To realize the idea they had to congeal among local consumers; Horchata is currently in
fashion for the restaurants in the center of Manhattan, The New York Times even published
an article on what denominates the Spanish sweet white milk.
The La Española Meats company is the idea of Juana Faraone from Valencia, Spain, who
has spent the last 20 years living in the United States. It occurred to Faraone to
put the business together not only to provide a living for herself but it permitted her
to do something for the homeland, she explains.

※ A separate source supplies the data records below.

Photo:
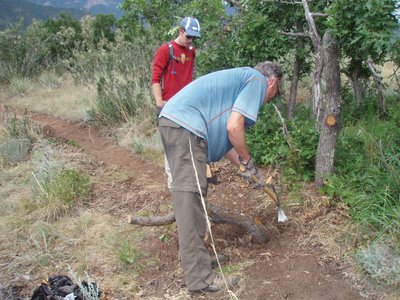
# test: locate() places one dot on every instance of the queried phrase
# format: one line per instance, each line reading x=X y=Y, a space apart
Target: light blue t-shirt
x=204 y=106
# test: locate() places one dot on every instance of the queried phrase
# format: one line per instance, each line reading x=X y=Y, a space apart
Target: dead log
x=218 y=215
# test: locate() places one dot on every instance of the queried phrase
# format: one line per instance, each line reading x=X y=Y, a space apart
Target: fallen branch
x=218 y=215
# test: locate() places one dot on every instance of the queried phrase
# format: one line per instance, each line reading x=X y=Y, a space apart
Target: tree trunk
x=294 y=84
x=381 y=93
x=355 y=82
x=317 y=104
x=331 y=120
x=218 y=215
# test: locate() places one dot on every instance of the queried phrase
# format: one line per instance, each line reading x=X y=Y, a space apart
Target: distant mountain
x=12 y=10
x=91 y=6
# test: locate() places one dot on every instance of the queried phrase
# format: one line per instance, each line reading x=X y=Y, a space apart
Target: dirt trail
x=283 y=268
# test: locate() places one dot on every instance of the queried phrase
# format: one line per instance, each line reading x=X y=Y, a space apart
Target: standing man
x=206 y=121
x=173 y=66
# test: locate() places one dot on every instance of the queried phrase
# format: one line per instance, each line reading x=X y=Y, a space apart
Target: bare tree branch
x=296 y=34
x=319 y=15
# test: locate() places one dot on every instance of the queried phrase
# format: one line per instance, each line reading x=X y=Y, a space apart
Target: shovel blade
x=281 y=216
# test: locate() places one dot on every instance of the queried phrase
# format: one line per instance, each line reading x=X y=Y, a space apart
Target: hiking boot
x=219 y=284
x=221 y=259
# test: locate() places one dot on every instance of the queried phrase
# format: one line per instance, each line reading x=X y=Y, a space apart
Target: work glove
x=251 y=174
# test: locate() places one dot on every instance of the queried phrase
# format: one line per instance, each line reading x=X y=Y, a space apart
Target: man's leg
x=191 y=223
x=189 y=213
x=168 y=172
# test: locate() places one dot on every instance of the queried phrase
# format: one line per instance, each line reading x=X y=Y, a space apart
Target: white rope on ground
x=203 y=203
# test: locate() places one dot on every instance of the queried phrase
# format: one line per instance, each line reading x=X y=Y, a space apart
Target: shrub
x=19 y=86
x=61 y=193
x=295 y=153
x=18 y=136
x=50 y=79
x=121 y=72
x=59 y=189
x=381 y=262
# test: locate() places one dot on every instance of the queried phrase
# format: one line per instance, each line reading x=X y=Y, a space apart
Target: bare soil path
x=286 y=267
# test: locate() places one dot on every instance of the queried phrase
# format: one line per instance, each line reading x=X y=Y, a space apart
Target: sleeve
x=160 y=62
x=250 y=99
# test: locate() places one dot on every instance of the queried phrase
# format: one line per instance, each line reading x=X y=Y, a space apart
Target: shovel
x=270 y=190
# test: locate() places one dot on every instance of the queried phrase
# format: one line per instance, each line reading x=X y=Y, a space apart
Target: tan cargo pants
x=189 y=212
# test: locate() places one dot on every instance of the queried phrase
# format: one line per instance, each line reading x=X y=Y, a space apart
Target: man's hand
x=249 y=172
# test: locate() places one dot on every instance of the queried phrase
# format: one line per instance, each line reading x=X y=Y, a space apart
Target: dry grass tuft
x=69 y=101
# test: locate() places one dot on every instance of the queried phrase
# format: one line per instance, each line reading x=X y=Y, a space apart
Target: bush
x=367 y=174
x=121 y=72
x=61 y=193
x=381 y=261
x=59 y=189
x=19 y=86
x=295 y=154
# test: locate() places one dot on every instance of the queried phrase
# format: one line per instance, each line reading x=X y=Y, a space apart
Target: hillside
x=92 y=6
x=11 y=11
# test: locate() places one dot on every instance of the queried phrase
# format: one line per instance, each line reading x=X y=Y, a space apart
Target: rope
x=203 y=203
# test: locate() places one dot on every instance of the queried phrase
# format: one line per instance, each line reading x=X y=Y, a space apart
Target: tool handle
x=272 y=194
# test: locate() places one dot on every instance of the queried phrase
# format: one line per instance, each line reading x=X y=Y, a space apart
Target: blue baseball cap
x=191 y=26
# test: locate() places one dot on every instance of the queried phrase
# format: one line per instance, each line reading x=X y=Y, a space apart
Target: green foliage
x=65 y=33
x=381 y=261
x=120 y=70
x=15 y=150
x=62 y=192
x=19 y=86
x=364 y=27
x=269 y=145
x=368 y=173
x=50 y=79
x=17 y=127
x=129 y=255
x=23 y=54
x=13 y=11
x=104 y=26
x=241 y=40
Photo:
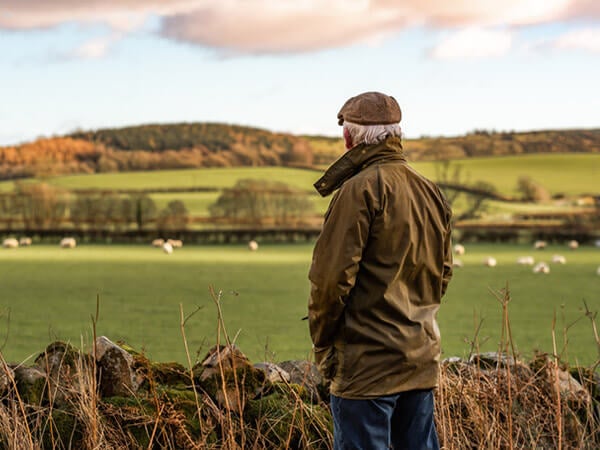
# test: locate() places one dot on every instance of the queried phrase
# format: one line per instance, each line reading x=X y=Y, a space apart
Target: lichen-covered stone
x=307 y=375
x=274 y=373
x=31 y=384
x=7 y=374
x=117 y=375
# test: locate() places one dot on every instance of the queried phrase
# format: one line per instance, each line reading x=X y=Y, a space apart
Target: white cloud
x=585 y=39
x=473 y=43
x=278 y=26
x=95 y=48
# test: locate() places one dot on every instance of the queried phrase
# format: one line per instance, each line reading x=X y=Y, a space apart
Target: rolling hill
x=199 y=145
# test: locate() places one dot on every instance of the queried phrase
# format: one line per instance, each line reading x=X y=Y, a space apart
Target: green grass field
x=50 y=293
x=570 y=174
x=566 y=173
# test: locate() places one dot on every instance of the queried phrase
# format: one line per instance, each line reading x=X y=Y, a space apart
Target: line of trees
x=254 y=201
x=38 y=206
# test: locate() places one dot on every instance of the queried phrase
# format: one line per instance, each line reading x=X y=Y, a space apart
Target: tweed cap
x=370 y=108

The company was founded in 1982, primarily importing canned products. But, little
by little, she added to their catalog cured cheeses, marzipans, chocolate, and
typically prepared plates of regional Spanish cuisine, such as fabada or
Galician soup.
Some years ago, the company launched their own product line, and now manufactures up to
23 types of sausages such as chorizo Pamplona-style sausage, cured ham, salami, blood sausage or
sabrassada mallorquina. The company also carries paella pans and paella pan gas burners.
The business bills about 1.3 million dollars a year, without investing a dollar
in publicity; only by word of mouth from their clients and restaurant chefs,
Faraone explains. The companys success has had a snow-ball effect; the
restaurants have begun to incorporate the Spanish products into their menus, in turn their
customers taste them and begin to purchase the products for themselves, which provokes
them (the restaurants) to use these products in all their menus. The company
does business through-out the United States but its main business is with
restaurants and hotels, like the Carlton or the Ritz.
In fact, to the contrary of what they intended, the main consumers of La Española
Meats, Inc. are not among the Hispanic population, but ultimately the medium to upper-class
Americans whom little by little, begin to appreciate what it is to have a good-wine
or cheese.
But this apparent success of their Spanish food has a glitch because its products are
not exactly typical. The Americans don't care for fat or hot spices, so we provide
foods low in calories, little salt and no cholesterol, Faraone affirms.
In this way
La Española Meats, Inc. sells Spanish products adapted to the American way.
The sausage for
example, is manufactured with pig loin.
Spanish food is also becoming apart of the most typical American traditions. La
Española Meats, habitually incorporates new personnel between September and December
because that is when high season begins, Faraone comments. It is the time of
Thanksgiving Day - day of giving thanks -, Holloween and Christmas. Faraone
explains, some families have come to incorporate our party products like the
sausage in
their holiday entertaining.
Ultimately, it seems the Americans continue bringing to our attention details of the
Spanish cuisine as published in a cuisine magazine some months ago regarding La Española
Meats, describing their Spanish charcuterías as a museum of sausages.